One of my happiest childhood memories is watching Kirk Gibson’s astonishing, improbable game-winning home run in the bottom of the ninth inning in Game 1 of the 1988 World Series. I was born outside of Los Angeles; the Dodgers had always been my team. I remember the image of Gibson pumping his fist as he rounded the bases, limping on two bad legs, and the sounds of delirious pandemonium in Dodger Stadium.
But I also remember, even more vividly and happily, my dad and my two brothers and I jumping and hollering in our living room as we watched the impossible happen.
I played five seasons of little league baseball with my brothers. I was terrible; I got maybe three hits in five years. I alternated between outfield and catcher. I was a decent outfielder until my eyeglass prescription could no longer keep pace with my deteriorating eyesight. It was hot, I spent most of those years on the bench, and the uniforms were scratchy and ugly. I didn’t even understand some of the arcane rules, like the infield fly rule.
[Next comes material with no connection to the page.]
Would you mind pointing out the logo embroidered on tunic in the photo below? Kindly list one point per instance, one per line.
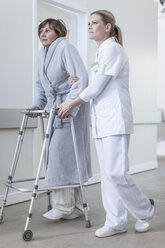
(94, 64)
And I wouldn’t trade the experience for anything. I cheered my brothers on. My dad watched every game. (He umpired once and earned instant notoriety when a batter swung and missed—and he called it a ball.) I got my name in the local paper when I hit a double (one of my three hits). Every morning we hurried to get the paper off our doorstep to check box scores of last night’s big league games—just a few years before the internet destroyed local papers and the box score forever.